Doers who are doing the activities above: 

  • Mom, two kids, little girl, I, she, high school boys, my friend, workers in groups, my colleagues, drivers, and others whom I don’t know, but involve in the scene.

Here are my sentences using the observation list above:

  1. Mom is waving out of the balcony wishing me a good day.
  2. The two kids are holding their little hands together and singing a sweet song.
  3. A little girl, carrying a heavy bag on her back, is bitterly crying.
  4. I think she wants to cross the road.
  5. Workers gather in groups to take a taxi.
  6. Drivers set a competition ignoring all the screams and shouts of people around.

More sentences using other different types of pronouns:

  1. Everyone in the street seems so busy.
  2. Those two high school boys are crazily riding their bicycles.
  3. Her smile is still stuck in my mind.
  4. They are in a hurry.
  5. [You] “Take care of yourself”, I shouted.
  6. What will happen if I arrive my school so late?

I hope I am on the right track.

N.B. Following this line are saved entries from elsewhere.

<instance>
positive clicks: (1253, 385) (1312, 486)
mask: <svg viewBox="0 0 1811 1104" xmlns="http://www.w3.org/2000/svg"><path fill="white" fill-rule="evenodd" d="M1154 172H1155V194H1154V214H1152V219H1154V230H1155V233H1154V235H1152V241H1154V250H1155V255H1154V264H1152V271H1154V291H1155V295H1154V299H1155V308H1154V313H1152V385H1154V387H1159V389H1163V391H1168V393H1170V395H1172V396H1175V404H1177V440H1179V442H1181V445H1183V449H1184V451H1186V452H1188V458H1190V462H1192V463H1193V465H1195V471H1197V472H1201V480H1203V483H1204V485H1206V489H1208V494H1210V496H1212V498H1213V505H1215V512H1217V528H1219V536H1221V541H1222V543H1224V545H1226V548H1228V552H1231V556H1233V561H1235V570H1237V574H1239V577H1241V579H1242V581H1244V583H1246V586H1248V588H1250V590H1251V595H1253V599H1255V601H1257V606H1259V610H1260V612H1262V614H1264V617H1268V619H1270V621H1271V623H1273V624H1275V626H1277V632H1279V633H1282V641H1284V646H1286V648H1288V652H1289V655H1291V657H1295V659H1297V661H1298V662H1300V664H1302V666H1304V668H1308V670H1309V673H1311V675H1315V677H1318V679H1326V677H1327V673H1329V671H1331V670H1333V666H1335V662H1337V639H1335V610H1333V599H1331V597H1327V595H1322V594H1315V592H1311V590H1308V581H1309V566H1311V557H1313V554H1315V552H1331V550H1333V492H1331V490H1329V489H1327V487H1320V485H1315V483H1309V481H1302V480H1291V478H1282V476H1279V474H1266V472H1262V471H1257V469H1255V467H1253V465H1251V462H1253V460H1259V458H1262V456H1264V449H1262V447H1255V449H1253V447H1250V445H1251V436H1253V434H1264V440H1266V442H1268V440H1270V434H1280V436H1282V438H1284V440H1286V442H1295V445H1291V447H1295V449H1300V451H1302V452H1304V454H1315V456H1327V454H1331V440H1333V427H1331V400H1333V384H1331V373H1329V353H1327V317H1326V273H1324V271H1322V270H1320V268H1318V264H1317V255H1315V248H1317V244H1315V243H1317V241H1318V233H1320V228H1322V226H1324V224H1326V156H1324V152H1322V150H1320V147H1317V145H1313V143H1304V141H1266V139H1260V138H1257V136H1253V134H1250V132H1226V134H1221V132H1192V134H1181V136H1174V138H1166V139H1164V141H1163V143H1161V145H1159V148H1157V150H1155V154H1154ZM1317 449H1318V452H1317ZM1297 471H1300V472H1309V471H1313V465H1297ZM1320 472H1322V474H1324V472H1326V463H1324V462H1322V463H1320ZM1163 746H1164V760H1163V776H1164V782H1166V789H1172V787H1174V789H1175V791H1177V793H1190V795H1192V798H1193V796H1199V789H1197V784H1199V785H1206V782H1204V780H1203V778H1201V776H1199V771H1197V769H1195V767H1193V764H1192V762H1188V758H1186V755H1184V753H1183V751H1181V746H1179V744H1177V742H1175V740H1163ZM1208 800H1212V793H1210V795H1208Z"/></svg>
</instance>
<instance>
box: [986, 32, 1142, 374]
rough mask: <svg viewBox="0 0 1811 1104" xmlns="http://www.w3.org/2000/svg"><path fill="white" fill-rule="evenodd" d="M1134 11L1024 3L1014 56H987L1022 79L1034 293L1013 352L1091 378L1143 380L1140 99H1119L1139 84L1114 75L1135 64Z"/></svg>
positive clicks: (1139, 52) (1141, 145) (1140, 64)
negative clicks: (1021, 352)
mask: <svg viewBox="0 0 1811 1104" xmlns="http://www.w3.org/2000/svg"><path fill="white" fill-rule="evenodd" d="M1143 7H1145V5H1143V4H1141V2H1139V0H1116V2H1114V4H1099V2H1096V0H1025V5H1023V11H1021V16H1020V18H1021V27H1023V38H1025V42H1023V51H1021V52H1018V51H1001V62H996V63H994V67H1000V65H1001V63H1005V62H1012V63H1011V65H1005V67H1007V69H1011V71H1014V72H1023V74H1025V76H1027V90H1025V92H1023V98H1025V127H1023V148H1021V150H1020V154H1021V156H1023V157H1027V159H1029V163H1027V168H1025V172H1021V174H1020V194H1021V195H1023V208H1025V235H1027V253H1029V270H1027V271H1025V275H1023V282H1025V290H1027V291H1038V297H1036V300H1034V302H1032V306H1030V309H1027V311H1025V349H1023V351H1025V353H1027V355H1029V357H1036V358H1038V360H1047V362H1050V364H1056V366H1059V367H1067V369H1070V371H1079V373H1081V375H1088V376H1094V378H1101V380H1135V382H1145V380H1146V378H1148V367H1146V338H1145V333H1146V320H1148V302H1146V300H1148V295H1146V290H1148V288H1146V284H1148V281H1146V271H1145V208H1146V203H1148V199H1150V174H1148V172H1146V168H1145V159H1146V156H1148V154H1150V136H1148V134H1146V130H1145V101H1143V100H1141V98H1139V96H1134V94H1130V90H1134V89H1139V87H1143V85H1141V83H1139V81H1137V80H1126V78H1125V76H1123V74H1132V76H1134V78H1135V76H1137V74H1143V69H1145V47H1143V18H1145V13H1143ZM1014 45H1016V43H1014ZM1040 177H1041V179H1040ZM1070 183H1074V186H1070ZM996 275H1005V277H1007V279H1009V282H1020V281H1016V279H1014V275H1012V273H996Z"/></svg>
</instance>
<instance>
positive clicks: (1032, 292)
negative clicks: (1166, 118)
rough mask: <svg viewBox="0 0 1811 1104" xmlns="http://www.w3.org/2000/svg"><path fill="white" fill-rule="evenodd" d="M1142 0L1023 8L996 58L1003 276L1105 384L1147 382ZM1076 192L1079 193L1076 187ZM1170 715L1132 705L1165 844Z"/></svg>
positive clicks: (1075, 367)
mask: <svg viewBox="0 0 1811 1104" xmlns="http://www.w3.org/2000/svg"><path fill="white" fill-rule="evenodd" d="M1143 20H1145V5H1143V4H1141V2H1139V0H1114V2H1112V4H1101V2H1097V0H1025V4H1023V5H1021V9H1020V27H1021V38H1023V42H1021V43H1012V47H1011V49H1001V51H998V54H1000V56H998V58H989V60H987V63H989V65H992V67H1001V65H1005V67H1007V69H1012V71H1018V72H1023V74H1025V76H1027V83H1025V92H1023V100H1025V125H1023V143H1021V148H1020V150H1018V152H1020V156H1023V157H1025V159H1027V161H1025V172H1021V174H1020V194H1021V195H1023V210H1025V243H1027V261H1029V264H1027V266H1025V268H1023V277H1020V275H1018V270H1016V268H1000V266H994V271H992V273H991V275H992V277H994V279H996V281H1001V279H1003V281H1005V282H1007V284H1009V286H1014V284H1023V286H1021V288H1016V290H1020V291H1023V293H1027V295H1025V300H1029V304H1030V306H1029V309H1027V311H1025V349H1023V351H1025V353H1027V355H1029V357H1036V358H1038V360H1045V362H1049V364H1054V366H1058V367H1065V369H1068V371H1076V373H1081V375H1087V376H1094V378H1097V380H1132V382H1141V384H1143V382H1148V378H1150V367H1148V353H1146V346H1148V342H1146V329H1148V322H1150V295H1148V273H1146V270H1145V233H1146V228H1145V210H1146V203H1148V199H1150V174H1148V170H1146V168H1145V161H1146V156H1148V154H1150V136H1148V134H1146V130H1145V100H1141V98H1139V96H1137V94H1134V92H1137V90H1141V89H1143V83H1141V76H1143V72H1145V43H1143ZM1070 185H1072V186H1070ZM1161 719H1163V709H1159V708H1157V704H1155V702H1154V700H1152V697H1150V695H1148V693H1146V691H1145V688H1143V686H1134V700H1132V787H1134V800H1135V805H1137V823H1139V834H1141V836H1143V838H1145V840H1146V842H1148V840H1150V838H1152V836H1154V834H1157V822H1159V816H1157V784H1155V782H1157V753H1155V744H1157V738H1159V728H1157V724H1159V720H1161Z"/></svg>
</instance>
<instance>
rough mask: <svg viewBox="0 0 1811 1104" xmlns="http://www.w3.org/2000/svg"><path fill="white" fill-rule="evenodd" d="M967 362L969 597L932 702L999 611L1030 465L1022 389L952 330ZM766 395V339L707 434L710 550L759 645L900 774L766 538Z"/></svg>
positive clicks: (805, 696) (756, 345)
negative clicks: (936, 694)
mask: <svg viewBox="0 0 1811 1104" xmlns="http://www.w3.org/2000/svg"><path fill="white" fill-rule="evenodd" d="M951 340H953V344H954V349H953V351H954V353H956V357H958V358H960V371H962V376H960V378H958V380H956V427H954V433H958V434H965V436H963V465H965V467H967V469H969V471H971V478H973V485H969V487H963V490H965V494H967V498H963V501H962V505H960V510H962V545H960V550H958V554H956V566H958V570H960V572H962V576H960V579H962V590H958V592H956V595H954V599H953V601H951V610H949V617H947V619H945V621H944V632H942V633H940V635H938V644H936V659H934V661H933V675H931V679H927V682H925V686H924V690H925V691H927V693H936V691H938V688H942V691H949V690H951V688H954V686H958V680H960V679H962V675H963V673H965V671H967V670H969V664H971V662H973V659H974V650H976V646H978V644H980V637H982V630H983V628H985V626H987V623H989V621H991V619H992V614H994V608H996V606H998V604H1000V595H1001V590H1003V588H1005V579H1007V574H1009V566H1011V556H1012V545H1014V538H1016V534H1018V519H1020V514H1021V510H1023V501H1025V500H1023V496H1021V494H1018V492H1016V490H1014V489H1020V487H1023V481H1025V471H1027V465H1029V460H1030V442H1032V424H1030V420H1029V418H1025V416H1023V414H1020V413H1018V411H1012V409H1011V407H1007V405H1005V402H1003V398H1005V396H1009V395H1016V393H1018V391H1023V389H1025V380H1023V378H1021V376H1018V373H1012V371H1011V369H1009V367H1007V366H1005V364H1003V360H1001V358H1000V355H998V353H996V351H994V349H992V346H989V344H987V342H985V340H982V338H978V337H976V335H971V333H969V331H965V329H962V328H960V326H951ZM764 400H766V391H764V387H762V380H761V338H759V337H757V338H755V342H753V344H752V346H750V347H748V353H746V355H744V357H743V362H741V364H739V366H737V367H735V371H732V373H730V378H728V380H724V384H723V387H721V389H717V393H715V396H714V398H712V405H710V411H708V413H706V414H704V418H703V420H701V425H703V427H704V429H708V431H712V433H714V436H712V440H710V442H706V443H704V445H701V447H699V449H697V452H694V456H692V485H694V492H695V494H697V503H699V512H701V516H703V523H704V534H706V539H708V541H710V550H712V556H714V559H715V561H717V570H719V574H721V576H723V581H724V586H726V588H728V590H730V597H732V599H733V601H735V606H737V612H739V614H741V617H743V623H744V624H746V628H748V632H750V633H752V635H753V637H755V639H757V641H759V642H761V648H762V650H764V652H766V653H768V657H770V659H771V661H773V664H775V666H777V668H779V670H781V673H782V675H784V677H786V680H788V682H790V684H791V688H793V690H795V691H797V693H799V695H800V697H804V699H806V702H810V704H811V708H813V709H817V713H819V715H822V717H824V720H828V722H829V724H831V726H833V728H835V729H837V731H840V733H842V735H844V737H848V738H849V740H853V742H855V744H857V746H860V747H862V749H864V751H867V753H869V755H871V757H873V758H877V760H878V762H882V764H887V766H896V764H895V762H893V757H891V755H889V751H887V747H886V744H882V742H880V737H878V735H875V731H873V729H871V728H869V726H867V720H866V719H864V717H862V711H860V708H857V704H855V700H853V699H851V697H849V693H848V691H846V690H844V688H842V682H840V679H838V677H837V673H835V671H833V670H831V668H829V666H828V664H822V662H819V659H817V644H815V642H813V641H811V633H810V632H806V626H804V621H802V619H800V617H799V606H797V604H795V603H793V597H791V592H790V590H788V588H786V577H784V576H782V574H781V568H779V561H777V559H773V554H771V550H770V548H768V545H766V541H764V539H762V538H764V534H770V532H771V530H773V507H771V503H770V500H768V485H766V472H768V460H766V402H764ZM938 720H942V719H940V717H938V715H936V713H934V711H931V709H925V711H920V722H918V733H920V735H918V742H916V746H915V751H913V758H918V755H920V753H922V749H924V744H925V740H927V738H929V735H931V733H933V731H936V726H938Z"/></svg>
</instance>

I tried so hard to do what is required correctly. However, I’m not satisfied with my answers. Imagining a scene and talking about what is happening is really enjoyable activity, but it needs more talents. From my point of view, it is a creative piece of writing. In the forums’ discussion, there are some people who object to the title of the course. They prefer “Basic Grammar” to “Basic Writing” Course. The course activities may seem a little bit grammar-based, but the unit of any paragraph is simply the sentence. How I can write a very good paragraph if I don’t know what the sentence is. I think that knowing the sentence and its parts very well definitely leads to a good piece of writing. I’m still excited about this course and where it will take us.